The sale of Devils Backbone had rapid aftershocks within the industry.
Devils Backbone co-owner Steve Crandall, who had served on the board of the non-profit Brewers Association and chaired the trade group’s market development committee, offered to resign the same day his company announced the sale to A-B.
Devils Backbone will still remain an associate member of the BA and continue to enter beers for judging at competitions like the Great American Beer Festival, but the company will no longer be allowed to vote on important association issues, according to the group’s bylaws.
Golden Eagle Execs Take Wing
A pair of former Arizona beer distribution executives have launched a new consultancy aimed at helping U.S. craft brewers and wholesalers with strategic business planning.
Kimberly Clements, the former owner and CEO of Tucson-based Golden Eagle Distributors before the company was sold to competitor Hensley Beverage in January, and her former vice president of sales and marketing, Daniel Lust, have formed PINTS LLC.
The new PINTS venture, short for “partners invested in transformational solutions,” intends to aid craft brewers with all aspects of distributor management, including contract negotiations, new market due diligence, go-to market strategies, portfolio development, sales training and logistics. The company will also provide retail and data analysis services, Clements said.
“We’ve found that some brewers don’t really speak ‘distributor’ very well,” she told Brewbound. “The business is changing so quickly and having a vision of where things are going and seeing the bigger picture is really important.”
Clements and Lust, who are equal partners in the new venture, will also work directly with wholesalers. The company’s first client is Hensley Beverage, Clements said.
Collins + Consumer
Equity and investment crowdfunding platform CircleUp and venture capital firm the Collaborative Fund have announced the launch of Collab+Consumer, a new fund on CircleUp for early-stage, mission-driven companies in retail, apparel, CPG and pet care. The fund, which totals $10 million, will invest $500,000 to $3 million per company.
“Many of our companies are excited about the prospect of finding strategic capital when they work with us – this partnership provides them with yet another partner that helps fill this demand,” Allie Rabman, a business development associate at CircleUp, tells NOSH.
Collaborative Fund provides seed capital for startup companies that aspire to change the world with disruptive businesses. Investors in the fund include musician Pharrell Williams, Zappos founder Tony Hsieh and Kiva co-founder Jessica Jackley. It has invested in food and beverage brands including Hampton Creek, Blue Bottle Coffee, Exo and Revolution Foods. CircleUp is an online platform that helps consumer brands seeking investment connect with and receive capital from accredited investors.

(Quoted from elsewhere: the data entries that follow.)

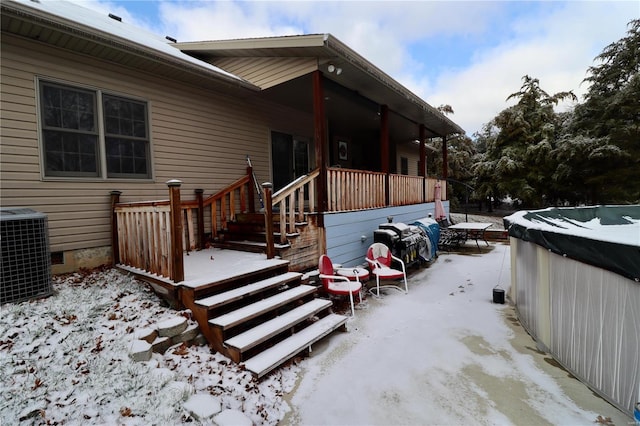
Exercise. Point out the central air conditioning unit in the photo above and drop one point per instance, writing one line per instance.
(26, 262)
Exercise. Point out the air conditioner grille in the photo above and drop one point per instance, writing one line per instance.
(26, 261)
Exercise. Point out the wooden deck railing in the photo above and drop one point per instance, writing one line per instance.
(152, 235)
(291, 203)
(350, 190)
(405, 190)
(144, 236)
(354, 189)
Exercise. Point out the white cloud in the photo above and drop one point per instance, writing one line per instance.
(555, 42)
(557, 49)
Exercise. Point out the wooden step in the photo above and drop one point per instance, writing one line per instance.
(266, 361)
(250, 246)
(226, 297)
(260, 307)
(252, 337)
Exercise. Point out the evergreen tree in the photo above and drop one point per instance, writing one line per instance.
(519, 142)
(606, 127)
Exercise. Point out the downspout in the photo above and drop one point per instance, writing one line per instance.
(384, 149)
(445, 166)
(422, 162)
(320, 142)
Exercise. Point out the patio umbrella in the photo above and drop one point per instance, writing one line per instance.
(439, 213)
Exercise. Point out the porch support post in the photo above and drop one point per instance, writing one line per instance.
(267, 187)
(422, 161)
(177, 261)
(200, 201)
(250, 197)
(320, 142)
(115, 244)
(445, 167)
(384, 149)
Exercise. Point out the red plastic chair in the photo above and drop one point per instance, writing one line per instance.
(337, 285)
(380, 258)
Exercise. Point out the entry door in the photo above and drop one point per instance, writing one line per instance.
(289, 159)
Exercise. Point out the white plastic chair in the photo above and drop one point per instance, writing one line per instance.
(380, 258)
(336, 284)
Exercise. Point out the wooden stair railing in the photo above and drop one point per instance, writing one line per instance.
(151, 235)
(289, 202)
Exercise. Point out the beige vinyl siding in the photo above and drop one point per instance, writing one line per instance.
(412, 153)
(267, 72)
(200, 137)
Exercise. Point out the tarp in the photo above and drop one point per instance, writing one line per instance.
(432, 230)
(604, 236)
(439, 208)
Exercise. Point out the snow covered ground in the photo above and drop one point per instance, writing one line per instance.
(65, 360)
(443, 354)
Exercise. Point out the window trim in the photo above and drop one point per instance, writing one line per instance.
(102, 174)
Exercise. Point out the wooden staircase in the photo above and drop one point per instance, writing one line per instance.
(263, 318)
(247, 233)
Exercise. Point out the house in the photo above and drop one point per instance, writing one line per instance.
(298, 142)
(91, 104)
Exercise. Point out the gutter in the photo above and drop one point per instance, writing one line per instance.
(39, 17)
(358, 61)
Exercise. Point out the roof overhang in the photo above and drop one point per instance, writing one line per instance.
(87, 32)
(358, 74)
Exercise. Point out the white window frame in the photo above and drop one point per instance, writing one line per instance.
(102, 172)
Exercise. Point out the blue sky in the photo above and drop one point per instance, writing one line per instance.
(468, 54)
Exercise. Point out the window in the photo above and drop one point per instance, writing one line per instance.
(81, 140)
(404, 166)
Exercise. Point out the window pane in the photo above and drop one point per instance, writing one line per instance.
(70, 154)
(125, 117)
(127, 158)
(68, 108)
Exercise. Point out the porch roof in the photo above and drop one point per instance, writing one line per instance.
(358, 74)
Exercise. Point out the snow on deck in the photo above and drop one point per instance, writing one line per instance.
(214, 264)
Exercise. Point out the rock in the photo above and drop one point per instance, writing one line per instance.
(148, 334)
(232, 418)
(189, 334)
(172, 327)
(161, 344)
(140, 350)
(202, 406)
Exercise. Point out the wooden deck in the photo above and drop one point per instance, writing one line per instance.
(250, 308)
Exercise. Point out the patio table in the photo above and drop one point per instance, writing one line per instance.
(471, 231)
(361, 274)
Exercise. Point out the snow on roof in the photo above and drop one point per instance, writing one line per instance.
(127, 33)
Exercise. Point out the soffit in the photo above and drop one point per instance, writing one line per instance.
(359, 76)
(27, 22)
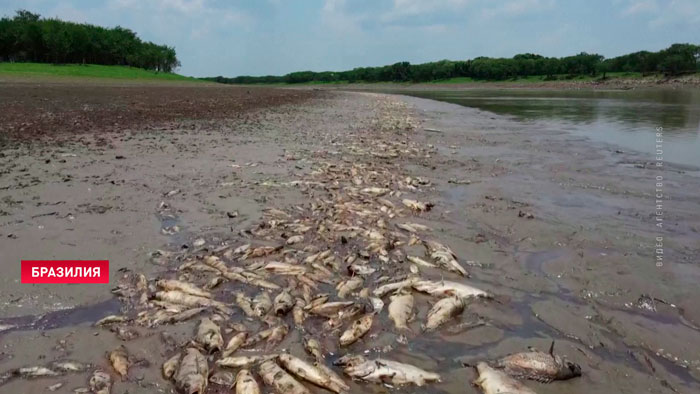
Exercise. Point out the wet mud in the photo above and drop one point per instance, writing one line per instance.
(565, 246)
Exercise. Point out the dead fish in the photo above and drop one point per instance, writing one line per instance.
(540, 366)
(377, 304)
(69, 366)
(111, 319)
(419, 261)
(448, 288)
(318, 299)
(214, 282)
(234, 343)
(329, 309)
(443, 311)
(344, 315)
(125, 333)
(245, 304)
(295, 239)
(261, 251)
(191, 376)
(280, 268)
(262, 304)
(241, 249)
(100, 382)
(242, 361)
(334, 377)
(346, 287)
(283, 303)
(395, 286)
(357, 330)
(308, 372)
(33, 372)
(120, 361)
(376, 191)
(413, 227)
(209, 335)
(178, 297)
(401, 310)
(386, 371)
(361, 269)
(246, 383)
(216, 263)
(299, 314)
(177, 317)
(445, 257)
(493, 381)
(278, 334)
(281, 381)
(223, 378)
(171, 365)
(313, 347)
(259, 336)
(417, 205)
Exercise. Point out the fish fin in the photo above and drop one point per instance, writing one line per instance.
(551, 349)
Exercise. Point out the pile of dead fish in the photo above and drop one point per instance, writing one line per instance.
(325, 270)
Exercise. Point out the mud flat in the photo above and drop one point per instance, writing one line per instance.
(559, 229)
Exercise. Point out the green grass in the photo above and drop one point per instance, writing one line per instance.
(540, 79)
(86, 71)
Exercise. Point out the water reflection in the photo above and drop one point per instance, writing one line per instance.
(627, 118)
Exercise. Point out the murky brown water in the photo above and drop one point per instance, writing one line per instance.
(627, 118)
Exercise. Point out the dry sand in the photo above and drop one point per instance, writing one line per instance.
(560, 228)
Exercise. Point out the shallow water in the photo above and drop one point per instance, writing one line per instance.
(626, 118)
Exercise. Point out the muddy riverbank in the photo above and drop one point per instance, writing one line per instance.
(561, 230)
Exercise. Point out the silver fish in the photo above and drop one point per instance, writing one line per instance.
(357, 330)
(191, 376)
(310, 373)
(234, 343)
(209, 335)
(443, 311)
(245, 383)
(448, 288)
(223, 378)
(262, 304)
(283, 303)
(401, 310)
(281, 381)
(540, 366)
(493, 381)
(385, 371)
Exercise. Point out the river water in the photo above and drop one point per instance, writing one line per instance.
(625, 118)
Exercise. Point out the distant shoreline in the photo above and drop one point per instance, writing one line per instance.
(691, 80)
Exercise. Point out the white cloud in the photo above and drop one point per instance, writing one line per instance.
(635, 7)
(517, 7)
(677, 12)
(417, 7)
(336, 17)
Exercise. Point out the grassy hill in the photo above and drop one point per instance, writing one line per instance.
(86, 71)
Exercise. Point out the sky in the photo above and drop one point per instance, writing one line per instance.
(275, 37)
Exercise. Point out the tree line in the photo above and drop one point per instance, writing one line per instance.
(29, 38)
(677, 59)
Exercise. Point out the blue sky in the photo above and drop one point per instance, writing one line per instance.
(259, 37)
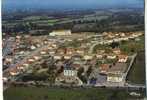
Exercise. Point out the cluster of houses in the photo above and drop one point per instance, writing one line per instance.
(113, 70)
(110, 37)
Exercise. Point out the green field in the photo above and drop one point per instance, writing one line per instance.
(42, 93)
(137, 72)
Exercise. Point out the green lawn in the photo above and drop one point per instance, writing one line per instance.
(137, 72)
(33, 93)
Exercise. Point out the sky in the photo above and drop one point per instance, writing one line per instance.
(70, 4)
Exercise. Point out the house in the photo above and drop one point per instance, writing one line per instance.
(58, 57)
(30, 60)
(114, 77)
(88, 57)
(116, 51)
(104, 68)
(32, 47)
(52, 52)
(43, 52)
(111, 56)
(61, 51)
(67, 56)
(70, 51)
(99, 56)
(80, 51)
(122, 58)
(60, 33)
(100, 51)
(13, 72)
(70, 71)
(116, 72)
(36, 57)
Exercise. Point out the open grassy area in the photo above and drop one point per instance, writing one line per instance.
(137, 72)
(33, 93)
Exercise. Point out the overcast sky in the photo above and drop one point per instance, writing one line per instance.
(59, 4)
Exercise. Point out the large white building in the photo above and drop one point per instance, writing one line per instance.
(60, 33)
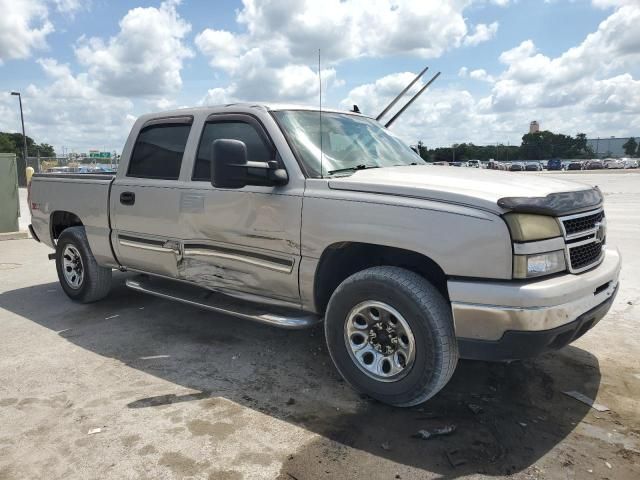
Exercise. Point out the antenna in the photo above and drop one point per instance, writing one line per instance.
(320, 113)
(413, 99)
(406, 89)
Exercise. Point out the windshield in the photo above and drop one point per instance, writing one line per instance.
(349, 142)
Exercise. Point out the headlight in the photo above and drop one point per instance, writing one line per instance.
(538, 264)
(525, 227)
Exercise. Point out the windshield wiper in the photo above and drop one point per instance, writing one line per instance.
(352, 169)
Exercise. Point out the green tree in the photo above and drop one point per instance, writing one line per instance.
(12, 143)
(630, 147)
(6, 144)
(423, 151)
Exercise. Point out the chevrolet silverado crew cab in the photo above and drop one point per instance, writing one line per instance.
(291, 216)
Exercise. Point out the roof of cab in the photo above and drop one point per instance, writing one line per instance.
(242, 107)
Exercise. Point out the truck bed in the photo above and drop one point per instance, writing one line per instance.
(86, 196)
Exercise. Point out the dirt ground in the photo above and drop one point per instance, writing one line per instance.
(177, 392)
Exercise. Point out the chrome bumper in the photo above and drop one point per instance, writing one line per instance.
(531, 306)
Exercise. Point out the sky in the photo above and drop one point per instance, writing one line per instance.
(87, 68)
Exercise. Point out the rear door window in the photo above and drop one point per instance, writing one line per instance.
(158, 151)
(257, 148)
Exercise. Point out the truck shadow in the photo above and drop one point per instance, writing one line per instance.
(506, 416)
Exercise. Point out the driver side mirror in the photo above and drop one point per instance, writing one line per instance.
(231, 169)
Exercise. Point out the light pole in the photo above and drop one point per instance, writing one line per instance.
(22, 181)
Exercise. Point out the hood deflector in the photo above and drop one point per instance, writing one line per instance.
(555, 204)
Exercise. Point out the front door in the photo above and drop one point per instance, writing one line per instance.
(243, 240)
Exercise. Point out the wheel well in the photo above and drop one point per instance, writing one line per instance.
(342, 260)
(61, 220)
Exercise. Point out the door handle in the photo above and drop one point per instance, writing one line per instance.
(127, 198)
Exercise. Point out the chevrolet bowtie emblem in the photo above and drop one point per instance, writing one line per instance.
(601, 230)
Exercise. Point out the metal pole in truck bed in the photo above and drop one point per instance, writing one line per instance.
(413, 99)
(406, 89)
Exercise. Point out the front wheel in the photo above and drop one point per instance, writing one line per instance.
(81, 278)
(390, 334)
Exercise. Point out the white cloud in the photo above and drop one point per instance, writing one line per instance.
(275, 54)
(144, 58)
(71, 111)
(532, 79)
(613, 3)
(482, 75)
(482, 33)
(70, 7)
(24, 27)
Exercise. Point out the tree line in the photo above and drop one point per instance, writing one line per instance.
(542, 145)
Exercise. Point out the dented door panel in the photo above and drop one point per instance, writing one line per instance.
(245, 240)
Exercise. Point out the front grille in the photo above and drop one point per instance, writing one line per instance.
(580, 224)
(584, 235)
(584, 255)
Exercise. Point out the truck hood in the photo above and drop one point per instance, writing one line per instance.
(466, 186)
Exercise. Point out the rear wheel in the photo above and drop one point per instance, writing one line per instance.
(81, 278)
(390, 334)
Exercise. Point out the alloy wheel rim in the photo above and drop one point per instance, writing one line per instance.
(72, 267)
(380, 341)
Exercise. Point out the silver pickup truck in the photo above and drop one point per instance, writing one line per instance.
(290, 216)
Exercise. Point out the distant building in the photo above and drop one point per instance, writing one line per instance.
(534, 127)
(609, 147)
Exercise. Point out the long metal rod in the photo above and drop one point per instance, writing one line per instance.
(406, 89)
(413, 99)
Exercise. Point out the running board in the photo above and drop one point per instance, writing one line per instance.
(221, 303)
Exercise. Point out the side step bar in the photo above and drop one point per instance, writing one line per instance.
(221, 303)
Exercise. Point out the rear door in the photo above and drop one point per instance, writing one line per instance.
(145, 199)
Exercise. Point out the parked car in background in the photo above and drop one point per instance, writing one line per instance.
(593, 165)
(533, 167)
(630, 163)
(575, 166)
(613, 163)
(554, 164)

The relationship between the two companies has been ongoing. Collaborative Fund led CircleUp’s $30 Million Series C round in 2015 and its Managing Partner and Founder Craig Shapiro is on the company’s Board of Directors. Shapiro has a personal investment profile on the website and has invested in brands such as cereal and gardening company Back to the Roots through the platform.
The partnership comes at a time when many consumers are seeking to purchase more than just a physical product. The story behind the company and the values it holds are, in some cases, almost as important as the product itself. “When you think about what connects people to brands, part of that comes from the product itself, but a lot of it stems from an emotional connection,” Rabman notes. “If a brand is mission-driven, it is able to connect with consumers on a deeper level.”